In the end, she’d returned to her classroom with nothing to show for it but a stop by the water fountains and the bathroom. By this late in the day, her stomach had largely resigned itself to its unsatisfying fate, but the reminder had roused its temper once more, even more miserable than before.
Her words amused Saki, who chuckled over the line. “Head full of air, indeed. Finish your work and come home, sweetie. It sounds like you wouldn’t want to be late for dinner.”
They exchanged a few conversation-ending pleasantries and she hung up, returning the display to a calculator once more.
Saki seemed like such a nice, caring woman, she concluded as she put her pencil to the algebra once more. How was she supposed to sit down at a table and carry on a face-to-face conversation with her as if her daughter was the one sitting there?
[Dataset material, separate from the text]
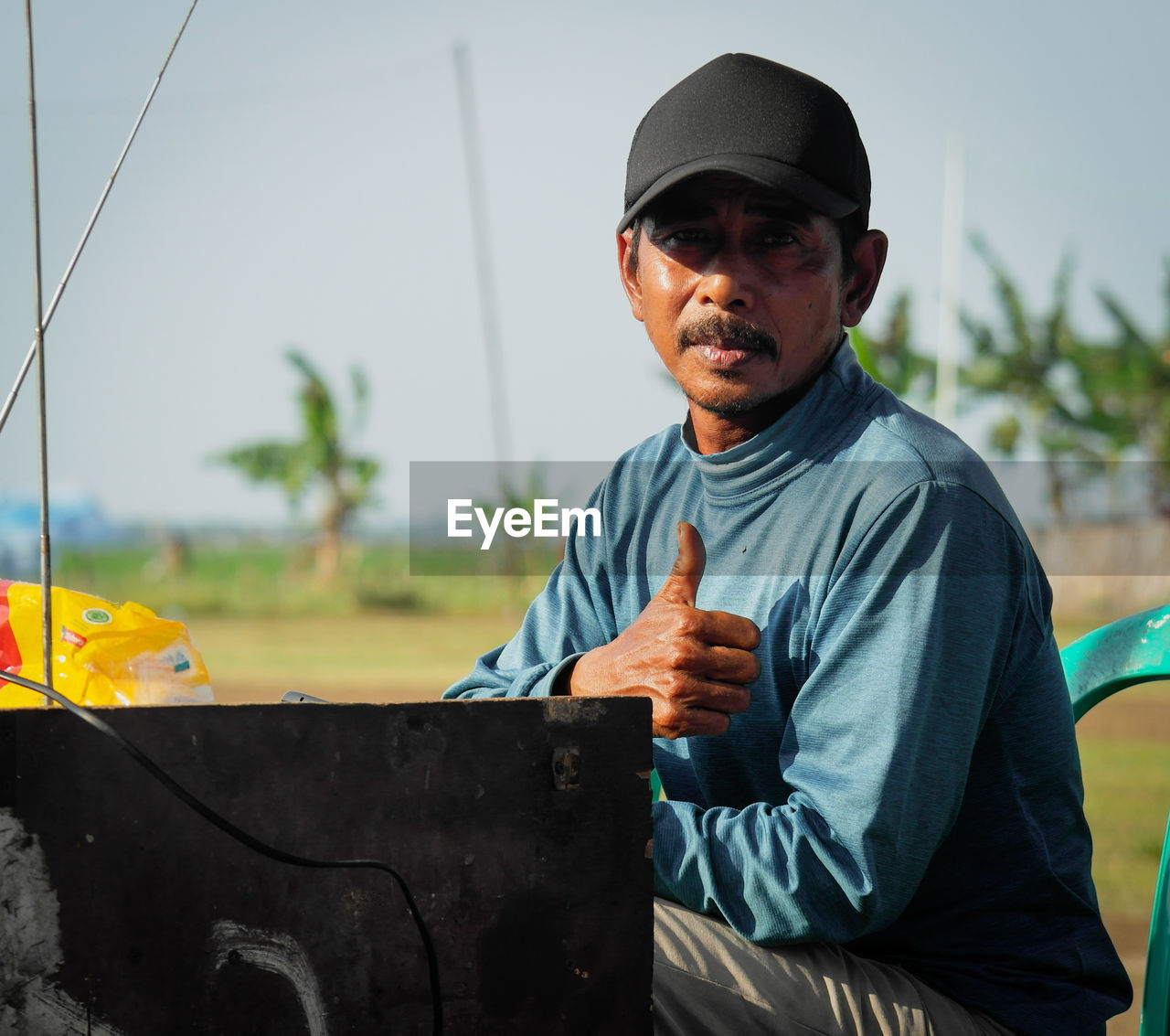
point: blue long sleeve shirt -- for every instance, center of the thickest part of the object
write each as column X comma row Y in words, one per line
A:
column 906, row 781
How could she do anything else that wouldn’t just sound like crazy talk?
She pushed these things from her mind with the weight of the homework in front of her. If she let herself worry about it, she’d never finish, and probably make herself too sick to sit at the table in the first place.
Her stomach grumbled sourly in agreement that such would be an utterly untenable solution.
* * *
The route to the campus and back had fortunately turned out to be quite simple, and well within walking distance. Even having only walked it once, she recognized it well enough in the growing twilight to retrace her steps.
This was particularly fortunate since she had no idea what the neighborhood was like. If it hadn’t been something she’d passed on the way to school, she couldn’t have located so much as a convenience store even if it were down the street from her house.
Not that she had been able to find her way to the school, either. That had required the address from the letterhead and her phone’s navigation app.
She had passed an empty side street into the light of a street lamp that picked that moment to flicker on, and then she stopped.
Yes, she was completely positive that the street had been empty, yet she didn’t have to look back to tell it wasn’t empty now. She could almost place it, right around the corner of the brick privacy fence. Yet if she looked, she knew instinctively it was going to mean trouble.
How far was she from her house? A block and a half? The figure must have been a grown man. Could she outrun a grown man for a block and a half?
Her gut told her that this, too, was a bad choice.
All she could really do was start walking again, act normal, walk normally. Hope the figure backed out, or erred on caution to delay acting long enough for her to get a more sizable lead.
He did neither, and his voice was inhumanly deep, as if someone was speaking through a voice changer at the back of a cavern. It made her stop in her tracks again, if only to prevent herself from bolting like a gazelle.
“And what has suddenly given you the belief that you can just walk away, witch?”